One obvious limitation of our study is the unintended low power. A landmark study has shown that 41% of patients who were 60 yr of age or older developed delayed neurocognitive recovery at 7 days after various noncardiac surgeries including minimally invasive surgery.4  The sample size was calculated assuming a 40% delayed neurocognitive recovery rate and an 80% power to detect a one-third decrease in delayed neurocognitive recovery incidence in one group of patients compared with the other group. Because our study had 20.8% patients with delayed neurocognitive recovery in one group, the power to detect the same magnitude of decrease is decreased to 0.499 with the number of our patients. To achieve 80% power with the incidence in one group, we will need 430 patients in each study group to detect a one-third decrease in delayed neurocognitive recovery incidence in another group. Nevertheless, our study did not show the magnitude of one-third decrease in the propofol-based general anesthesia group, and the delayed neurocognitive recovery incidences were not different between patients anesthetized with propofol or sevoflurane. Thus, our study does not support that the general anesthetic choice may play an important role in delayed neurocognitive recovery development.
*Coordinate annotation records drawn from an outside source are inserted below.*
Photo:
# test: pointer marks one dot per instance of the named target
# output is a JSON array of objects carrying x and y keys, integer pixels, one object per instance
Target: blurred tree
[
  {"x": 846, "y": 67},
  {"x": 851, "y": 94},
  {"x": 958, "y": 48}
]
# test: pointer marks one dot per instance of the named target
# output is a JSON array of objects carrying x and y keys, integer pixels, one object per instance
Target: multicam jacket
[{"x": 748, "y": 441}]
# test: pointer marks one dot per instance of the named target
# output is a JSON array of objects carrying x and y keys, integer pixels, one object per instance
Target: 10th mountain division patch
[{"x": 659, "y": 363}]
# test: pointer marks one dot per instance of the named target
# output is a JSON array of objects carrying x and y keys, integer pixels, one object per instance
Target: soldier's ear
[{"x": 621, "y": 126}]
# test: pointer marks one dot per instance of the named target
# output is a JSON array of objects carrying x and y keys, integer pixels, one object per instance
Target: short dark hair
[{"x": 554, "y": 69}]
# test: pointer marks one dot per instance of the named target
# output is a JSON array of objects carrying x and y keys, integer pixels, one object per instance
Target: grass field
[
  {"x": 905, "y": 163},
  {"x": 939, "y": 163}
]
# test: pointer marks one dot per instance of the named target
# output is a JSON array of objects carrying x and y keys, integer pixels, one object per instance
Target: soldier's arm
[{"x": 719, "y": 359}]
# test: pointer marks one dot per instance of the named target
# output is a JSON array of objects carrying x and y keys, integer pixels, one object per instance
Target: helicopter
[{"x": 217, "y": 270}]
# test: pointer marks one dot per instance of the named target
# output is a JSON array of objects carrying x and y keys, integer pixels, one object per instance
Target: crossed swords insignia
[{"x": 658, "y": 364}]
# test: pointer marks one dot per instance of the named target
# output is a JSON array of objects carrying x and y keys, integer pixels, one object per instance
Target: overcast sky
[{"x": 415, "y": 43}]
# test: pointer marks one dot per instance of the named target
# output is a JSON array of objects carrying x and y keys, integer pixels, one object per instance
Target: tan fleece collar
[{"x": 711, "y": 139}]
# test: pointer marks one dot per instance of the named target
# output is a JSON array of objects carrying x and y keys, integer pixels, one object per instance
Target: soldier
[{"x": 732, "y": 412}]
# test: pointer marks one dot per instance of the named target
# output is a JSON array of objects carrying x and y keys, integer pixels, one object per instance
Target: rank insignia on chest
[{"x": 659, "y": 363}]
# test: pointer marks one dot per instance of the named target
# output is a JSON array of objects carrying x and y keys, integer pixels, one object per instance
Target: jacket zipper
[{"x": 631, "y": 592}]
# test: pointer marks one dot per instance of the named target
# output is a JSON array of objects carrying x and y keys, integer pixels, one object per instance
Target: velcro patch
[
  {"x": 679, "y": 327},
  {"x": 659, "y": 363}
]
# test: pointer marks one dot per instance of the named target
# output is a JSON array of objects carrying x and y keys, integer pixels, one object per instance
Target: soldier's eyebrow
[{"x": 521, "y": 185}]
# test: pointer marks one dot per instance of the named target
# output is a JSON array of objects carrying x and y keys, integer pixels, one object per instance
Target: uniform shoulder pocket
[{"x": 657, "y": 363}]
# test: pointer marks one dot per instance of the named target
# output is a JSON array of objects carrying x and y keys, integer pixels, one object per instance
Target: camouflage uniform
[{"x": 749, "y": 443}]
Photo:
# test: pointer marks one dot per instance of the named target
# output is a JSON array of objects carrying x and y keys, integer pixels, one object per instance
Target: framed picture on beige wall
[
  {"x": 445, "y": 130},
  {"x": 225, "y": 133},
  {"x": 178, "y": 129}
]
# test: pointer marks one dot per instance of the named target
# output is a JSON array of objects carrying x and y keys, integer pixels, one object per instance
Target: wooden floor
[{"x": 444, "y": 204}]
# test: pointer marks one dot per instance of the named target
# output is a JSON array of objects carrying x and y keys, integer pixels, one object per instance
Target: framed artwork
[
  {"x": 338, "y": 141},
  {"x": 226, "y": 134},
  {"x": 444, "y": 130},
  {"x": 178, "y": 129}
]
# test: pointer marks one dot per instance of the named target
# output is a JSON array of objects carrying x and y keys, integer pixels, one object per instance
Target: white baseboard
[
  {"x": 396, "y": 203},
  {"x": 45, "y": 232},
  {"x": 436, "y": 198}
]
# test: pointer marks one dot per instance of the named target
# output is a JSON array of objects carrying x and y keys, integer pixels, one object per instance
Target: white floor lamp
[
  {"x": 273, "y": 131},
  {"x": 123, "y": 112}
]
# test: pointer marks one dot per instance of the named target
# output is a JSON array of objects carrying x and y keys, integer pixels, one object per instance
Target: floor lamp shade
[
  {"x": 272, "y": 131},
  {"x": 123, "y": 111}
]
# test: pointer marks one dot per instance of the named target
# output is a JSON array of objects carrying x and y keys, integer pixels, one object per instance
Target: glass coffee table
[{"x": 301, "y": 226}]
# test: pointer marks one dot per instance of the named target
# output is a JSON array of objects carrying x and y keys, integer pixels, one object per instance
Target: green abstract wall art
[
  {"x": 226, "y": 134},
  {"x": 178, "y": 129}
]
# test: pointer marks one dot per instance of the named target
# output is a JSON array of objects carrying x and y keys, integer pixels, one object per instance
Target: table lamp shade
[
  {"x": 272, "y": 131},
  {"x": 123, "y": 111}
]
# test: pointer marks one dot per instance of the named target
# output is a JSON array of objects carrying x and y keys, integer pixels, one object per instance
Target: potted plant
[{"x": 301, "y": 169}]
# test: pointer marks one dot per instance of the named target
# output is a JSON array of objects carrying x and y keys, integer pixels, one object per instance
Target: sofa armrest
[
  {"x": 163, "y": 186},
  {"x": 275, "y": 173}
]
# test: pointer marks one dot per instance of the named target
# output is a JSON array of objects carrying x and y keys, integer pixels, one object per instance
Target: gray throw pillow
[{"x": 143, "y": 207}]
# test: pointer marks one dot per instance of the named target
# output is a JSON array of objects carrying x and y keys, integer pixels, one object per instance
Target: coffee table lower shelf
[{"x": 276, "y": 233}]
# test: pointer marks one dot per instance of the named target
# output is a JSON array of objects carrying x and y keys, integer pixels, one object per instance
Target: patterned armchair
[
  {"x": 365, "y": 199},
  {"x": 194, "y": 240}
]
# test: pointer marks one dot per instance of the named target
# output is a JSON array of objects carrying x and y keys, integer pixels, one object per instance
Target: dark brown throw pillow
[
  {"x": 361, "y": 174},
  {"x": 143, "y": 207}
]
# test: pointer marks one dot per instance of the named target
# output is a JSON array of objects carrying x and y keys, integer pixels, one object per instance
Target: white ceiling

Although the incidence of delayed neurocognitive recovery in our study is lower than that in the study using the same method and criteria to diagnose delayed neurocognitive recovery,4  our incidence is similar to those in other well designed studies. The incidence of delayed neurocognitive recovery for noncardiac surgery patients (60 yr or older) in International Study of Post-Operative Cognitive Dysfunction 1 is 25.8% 7 days after the surgery.3  The other two very recent studies showed 14.8 to 23.2% of patients to have delayed neurocognitive recovery 7 days after surgery.32,53 

In summary, our study showed that patients with laparoscopic abdominal surgery under propofol-based anesthesia had a delayed neurocognitive recovery incidence similar to that of patients under sevoflurane-based anesthesia. Anesthetic choice may not be a modifiable factor for delayed neurocognitive recovery. Our study has identified that a high concentration in serum interleukin-6 is an independent risk factor for delayed neurocognitive recovery. This finding provides clinical evidence for the role of inflammation in delayed neurocognitive recovery. Finally, our study has shown that delayed neurocognitive recovery is associated with an increased hospitalization length in Chinese patients, similar to patients in the United States and Australia.4,50 

Research Support

Supported by grant No. 17ykjc26 from the fundamental research fund for the central universities, an internal fund from each participating institute, and the Baxter International Chinese Branch (Shanghai, China). The fund of the Baxter International Chinese Branch was used to print the data collection form and purchase blood sample collection tubes and a freezer to store blood samples.

Competing Interests

This study was partly sponsored by Baxter International Chinese Branch (Shanghai, China). The company had no role in the study design, data collection, data analysis, data interpretation, or writing of the article. The authors declare no competing interests.